Das Gen, das Babys aufatmen lässt Amerikanische Forscher haben ein Schlüsselgen identifiziert, das Babys ihren ersten Atemzug ermöglicht: Nur wenn das Gen namens Foxa2, korrekt arbeitet, reift die Lunge im Mutterleib vollständig aus und ist bereit, nach der Geburt die Sauerstoffversorgung zu übernehmen. Das hat das Team um Jeffrey Whitsett von der Universität von Cincinnati bei genetisch veränderten Mäusen entdeckt. Weitere Untersuchungen zeigten, dass Foxa2 die Aktivität der Gene koordiniert, die für die Bildung der einzelnen Eiweiß- und Fettanteile des Surfactant zuständig sind.

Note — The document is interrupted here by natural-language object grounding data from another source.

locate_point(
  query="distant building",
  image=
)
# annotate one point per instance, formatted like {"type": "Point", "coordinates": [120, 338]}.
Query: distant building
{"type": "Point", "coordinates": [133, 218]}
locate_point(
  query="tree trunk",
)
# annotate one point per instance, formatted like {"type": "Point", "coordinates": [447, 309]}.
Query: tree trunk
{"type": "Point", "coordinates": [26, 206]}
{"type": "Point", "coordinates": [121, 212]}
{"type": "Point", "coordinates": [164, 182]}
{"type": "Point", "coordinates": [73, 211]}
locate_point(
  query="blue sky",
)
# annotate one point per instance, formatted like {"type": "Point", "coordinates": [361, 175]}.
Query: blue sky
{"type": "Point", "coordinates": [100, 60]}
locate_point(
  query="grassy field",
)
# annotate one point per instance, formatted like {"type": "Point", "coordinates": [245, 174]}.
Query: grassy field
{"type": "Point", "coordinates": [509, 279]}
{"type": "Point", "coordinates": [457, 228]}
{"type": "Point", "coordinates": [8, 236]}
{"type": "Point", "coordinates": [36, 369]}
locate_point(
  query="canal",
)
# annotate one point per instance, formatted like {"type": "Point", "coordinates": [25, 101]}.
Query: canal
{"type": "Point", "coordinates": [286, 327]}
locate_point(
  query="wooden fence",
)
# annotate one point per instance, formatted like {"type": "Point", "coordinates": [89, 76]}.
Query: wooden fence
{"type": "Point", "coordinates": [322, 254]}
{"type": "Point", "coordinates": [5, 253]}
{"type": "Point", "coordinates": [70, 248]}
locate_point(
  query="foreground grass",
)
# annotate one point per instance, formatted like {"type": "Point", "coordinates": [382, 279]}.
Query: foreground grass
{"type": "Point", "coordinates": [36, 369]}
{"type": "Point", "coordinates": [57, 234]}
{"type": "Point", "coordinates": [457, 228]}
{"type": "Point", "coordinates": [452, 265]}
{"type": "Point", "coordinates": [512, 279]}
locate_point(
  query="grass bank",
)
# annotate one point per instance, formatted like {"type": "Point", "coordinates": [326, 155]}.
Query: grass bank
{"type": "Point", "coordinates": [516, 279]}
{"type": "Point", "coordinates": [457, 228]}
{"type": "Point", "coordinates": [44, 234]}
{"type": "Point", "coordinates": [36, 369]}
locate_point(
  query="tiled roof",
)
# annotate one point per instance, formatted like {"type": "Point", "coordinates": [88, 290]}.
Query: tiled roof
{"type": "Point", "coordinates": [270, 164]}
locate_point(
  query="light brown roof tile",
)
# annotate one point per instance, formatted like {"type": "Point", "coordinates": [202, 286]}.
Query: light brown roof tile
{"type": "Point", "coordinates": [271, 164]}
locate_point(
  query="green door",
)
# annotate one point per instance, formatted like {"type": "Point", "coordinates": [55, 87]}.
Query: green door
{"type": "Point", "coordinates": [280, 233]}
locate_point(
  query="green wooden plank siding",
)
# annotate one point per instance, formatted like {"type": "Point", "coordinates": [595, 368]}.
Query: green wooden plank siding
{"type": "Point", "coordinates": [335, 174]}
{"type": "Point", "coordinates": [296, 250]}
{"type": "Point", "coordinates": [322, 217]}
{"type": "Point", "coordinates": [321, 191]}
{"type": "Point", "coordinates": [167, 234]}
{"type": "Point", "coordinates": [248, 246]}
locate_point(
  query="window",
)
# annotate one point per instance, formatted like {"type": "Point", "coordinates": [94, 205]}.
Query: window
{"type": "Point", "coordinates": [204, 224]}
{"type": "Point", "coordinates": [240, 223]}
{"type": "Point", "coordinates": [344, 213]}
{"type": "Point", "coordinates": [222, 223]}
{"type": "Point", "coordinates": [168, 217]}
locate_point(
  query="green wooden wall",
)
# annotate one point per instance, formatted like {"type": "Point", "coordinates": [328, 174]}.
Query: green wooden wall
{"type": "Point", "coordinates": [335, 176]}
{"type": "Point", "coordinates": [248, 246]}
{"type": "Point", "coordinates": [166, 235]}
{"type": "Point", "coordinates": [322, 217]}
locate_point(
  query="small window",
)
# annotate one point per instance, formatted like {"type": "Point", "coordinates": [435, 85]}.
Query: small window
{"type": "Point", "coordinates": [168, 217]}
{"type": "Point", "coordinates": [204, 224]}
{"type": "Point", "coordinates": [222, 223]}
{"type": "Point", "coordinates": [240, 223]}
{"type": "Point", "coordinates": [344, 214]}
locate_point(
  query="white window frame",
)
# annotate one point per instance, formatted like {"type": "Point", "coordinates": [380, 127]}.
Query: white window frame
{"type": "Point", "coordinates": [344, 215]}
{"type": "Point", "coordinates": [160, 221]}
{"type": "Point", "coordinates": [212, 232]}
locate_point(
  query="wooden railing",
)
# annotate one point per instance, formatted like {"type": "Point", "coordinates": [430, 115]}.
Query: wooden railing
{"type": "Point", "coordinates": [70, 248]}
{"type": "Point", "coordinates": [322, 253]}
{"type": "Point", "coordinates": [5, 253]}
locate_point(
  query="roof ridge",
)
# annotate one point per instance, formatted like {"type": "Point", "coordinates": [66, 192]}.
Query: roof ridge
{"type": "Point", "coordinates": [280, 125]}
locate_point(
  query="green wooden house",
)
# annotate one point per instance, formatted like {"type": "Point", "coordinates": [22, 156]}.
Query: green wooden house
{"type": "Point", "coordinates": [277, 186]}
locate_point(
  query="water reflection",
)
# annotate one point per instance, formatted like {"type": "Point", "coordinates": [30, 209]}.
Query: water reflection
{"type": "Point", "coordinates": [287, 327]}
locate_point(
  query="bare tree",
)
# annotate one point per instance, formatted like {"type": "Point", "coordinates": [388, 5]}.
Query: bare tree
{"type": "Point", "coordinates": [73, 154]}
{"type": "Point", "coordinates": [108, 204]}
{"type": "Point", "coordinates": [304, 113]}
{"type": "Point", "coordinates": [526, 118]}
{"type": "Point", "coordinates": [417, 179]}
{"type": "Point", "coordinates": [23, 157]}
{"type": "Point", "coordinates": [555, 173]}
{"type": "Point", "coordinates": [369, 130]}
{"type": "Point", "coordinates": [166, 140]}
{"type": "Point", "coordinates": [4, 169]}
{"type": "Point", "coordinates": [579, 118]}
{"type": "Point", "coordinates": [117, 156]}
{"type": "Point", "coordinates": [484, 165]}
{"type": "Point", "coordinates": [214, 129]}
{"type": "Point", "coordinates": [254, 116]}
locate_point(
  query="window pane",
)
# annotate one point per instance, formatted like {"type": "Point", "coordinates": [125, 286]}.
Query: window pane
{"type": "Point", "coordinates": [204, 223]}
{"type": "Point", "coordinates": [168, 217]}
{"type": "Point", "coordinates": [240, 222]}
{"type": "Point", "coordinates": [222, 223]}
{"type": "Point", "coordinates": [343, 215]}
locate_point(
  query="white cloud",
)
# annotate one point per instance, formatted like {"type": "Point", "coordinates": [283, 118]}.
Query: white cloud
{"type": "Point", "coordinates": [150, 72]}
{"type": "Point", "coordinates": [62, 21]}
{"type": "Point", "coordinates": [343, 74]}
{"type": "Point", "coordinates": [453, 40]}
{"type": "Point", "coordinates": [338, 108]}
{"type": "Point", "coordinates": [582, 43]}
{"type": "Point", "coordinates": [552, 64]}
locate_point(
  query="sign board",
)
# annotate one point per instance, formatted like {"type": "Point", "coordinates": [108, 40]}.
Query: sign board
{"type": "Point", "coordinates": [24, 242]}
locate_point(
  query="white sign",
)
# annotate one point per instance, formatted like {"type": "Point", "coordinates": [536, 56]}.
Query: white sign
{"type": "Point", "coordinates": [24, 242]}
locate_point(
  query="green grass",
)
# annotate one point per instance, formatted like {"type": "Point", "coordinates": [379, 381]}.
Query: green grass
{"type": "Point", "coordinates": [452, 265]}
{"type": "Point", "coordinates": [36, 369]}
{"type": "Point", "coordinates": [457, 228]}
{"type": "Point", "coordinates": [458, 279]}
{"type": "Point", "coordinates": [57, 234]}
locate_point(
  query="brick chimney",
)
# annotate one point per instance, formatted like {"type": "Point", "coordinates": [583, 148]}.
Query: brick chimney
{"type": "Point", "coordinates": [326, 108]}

Foxa2 fungiert demnach als eine Art genetischer Dirigent, der die Aktivität einer ganzen Reihe anderer Gene steuert. Über ihre Ergebnisse berichten die Forscher im Fachmagazin PNAS (Online-Vorabveröffentlichung, DOI: 10.1073/pnas.0404424101).
Die Wissenschaftler hoffen nun, mit Hilfe der Entdeckung des Master-Gens Foxa2 und seiner Wirkung neue Behandlungsansätze für Lungenprobleme bei Frühgeborenen, aber auch bei Erwachsenen entwickeln zu können.